Update: 7/29, 9:29pm: After reading this post, I updated my code.
UPDATE: 7/28/15, at 7:35pm, following Martin's suggestion, the message changed, but still no listing of items or writing to database.
ORIGINAL: I can successfully scrape a single page (the base page). Now I tried to scrape one of the items from another url found from the "base" page, using Request and callback command. But it does not work. The spider is here:
from scrapy.spider import Spider
from scrapy.selector import Selector
from scrapy import Request
import re
from datetime import datetime, timedelta
from CAPjobs.items import CAPjobsItem
from CAPjobs.items import CAPjobsItemLoader
from scrapy.contrib.loader.processor import MapCompose, Join
class CAPjobSpider(Spider):
name = "naturejob3"
download_delay = 2
#allowed_domains = ["nature.com/naturejobs/"]
start_urls = [
"http://www.nature.com/naturejobs/science/jobs?utf8=%E2%9C%93&q=pathologist&where=&commit=Find+Jobs"]
def parse_subpage(self, response):
il = response.meta['il']
il.add_xpath('loc_pj', '//div[@id="extranav"]/div/dl/dd[2]/ul/li/text()')
yield il.load_item()
def parse(self, response):
hxs = Selector(response)
sites = hxs.xpath('//div[@class="job-details"]')
for site in sites:
il = CAPjobsItemLoader(CAPjobsItem(), selector = site)
il.add_xpath('title', 'h3/a/text()')
il.add_xpath('post_date', 'normalize-space(ul/li[@class="when"]/text())')
il.add_xpath('web_url', 'concat("http://www.nature.com", h3/a/@href)')
url = il.get_output_value('web_url')
yield Request(url, meta={'il': il}, callback=self.parse_subpage)

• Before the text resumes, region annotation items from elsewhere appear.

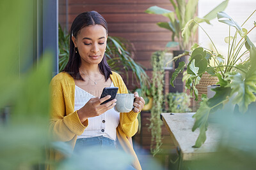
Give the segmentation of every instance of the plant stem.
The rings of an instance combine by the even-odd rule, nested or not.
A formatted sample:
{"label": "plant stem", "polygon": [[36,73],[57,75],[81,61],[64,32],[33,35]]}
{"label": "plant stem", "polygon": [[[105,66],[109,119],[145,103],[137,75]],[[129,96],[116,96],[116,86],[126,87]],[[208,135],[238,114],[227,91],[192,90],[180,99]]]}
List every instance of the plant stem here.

Now the scraping is partially functioning, but no loc_pj
item: (UPDATE on 7/29, 7:35pm)
2015-07-29 21:28:24 [scrapy] DEBUG: Scraped from <200 http://www.nature.com/naturejobs/science/jobs/535683-assistant-associate-full-hs-clinical-clin-x-anatomic-pathology-cytopathology-11-000>
{'post_date': u'21 days ago',
'title': u'Assistant, Associate, Full (HS Clinical, Clin X) - Anatomic Pathology/Cytopathology (11-000)',
'web_url': u'http://www.nature.com/naturejobs/science/jobs/535683-assistant-associate-full-hs-clinical-clin-x-anatomic-pathology-cytopathology-11-000'}
You initialize the ItemLoader
like so:
il = CAPjobsItemLoader(CAPjobsItem, sites)
In the documentation it is done like so:
l = ItemLoader(item=Product(), response=response)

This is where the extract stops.